Granted, the opening pages offer an intriguing premise. Tom Kettle, a recently retired policeman living in the Dublin suburb of Dalkey, receives a mysterious visit from two Dublin detectives. Wilson and O’Casey ask Tom to come down to his old nick to consult on a case involving that staple of Irish life and literature, the molesting priest. The novel seems ready for liftoff, but it isn’t until Chapter Eight that Tom finally manages to make the ten-mile journey into town to meet with the detectives.
In the meantime, through flashbacks and fantasies, we learn a lot about the protagonist. Tom is an orphan who was raised in a violent and sexually abusive Catholic institution for unwanted children, as was his beloved late wife, June.

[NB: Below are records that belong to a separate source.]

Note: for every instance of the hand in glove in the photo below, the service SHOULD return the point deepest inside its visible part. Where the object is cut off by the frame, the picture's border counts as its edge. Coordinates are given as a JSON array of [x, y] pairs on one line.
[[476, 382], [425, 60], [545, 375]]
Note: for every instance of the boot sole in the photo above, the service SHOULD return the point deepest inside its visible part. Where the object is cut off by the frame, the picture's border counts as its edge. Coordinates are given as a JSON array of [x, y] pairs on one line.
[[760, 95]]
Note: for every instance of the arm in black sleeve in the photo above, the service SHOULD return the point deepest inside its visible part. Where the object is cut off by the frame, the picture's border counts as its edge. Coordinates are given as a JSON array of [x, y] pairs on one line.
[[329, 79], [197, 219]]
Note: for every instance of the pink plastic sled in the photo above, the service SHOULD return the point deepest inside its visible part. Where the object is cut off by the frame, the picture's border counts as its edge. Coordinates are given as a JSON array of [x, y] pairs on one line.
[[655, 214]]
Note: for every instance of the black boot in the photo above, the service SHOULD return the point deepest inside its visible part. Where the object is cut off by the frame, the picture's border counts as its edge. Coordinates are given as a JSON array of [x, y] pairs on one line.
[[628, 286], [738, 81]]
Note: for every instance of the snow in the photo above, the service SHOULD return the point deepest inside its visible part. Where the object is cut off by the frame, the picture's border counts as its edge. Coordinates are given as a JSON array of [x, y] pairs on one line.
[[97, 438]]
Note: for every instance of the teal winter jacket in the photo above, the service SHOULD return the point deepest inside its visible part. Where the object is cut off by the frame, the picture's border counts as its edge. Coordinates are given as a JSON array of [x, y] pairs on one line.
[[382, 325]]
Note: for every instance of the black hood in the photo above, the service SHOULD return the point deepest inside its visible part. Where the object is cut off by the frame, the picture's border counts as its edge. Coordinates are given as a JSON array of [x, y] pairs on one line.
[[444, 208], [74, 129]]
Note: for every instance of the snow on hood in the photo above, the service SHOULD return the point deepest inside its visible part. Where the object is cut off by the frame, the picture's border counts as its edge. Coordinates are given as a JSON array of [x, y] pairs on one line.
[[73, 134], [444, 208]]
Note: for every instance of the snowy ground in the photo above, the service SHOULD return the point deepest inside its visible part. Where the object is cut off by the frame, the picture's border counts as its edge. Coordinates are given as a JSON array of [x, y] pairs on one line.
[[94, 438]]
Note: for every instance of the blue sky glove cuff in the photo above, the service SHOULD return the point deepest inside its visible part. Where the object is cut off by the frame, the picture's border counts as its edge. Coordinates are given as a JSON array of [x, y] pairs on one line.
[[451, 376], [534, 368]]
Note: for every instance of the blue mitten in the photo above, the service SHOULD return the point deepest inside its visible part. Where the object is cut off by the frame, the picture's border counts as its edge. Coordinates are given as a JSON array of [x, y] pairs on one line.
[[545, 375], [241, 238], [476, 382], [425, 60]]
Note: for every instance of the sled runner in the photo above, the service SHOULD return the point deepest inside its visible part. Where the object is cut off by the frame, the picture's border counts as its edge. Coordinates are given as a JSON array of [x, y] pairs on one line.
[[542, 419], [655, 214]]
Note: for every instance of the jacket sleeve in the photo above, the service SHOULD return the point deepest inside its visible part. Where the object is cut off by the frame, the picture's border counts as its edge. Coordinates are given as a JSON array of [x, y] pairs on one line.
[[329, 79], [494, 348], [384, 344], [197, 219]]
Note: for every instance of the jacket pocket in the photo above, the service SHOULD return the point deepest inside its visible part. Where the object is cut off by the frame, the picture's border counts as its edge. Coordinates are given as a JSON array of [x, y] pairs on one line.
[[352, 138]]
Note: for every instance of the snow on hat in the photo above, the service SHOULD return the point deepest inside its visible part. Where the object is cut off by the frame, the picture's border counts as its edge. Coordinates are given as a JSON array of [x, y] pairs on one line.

Together, the couple swore they would protect their own two children, Winnie and Joseph, and they do seem to have been model parents, the opposite of the “villains” who did everything possible to suck the life and spirit from the young people in their care. As a cop, Tom was steady and meticulous, but never promoted above Detective Sergeant, and we sense that some further but as yet unrevealed trauma accounts for his relative lack of ambition and the dreamy, often careless way he now lives his life.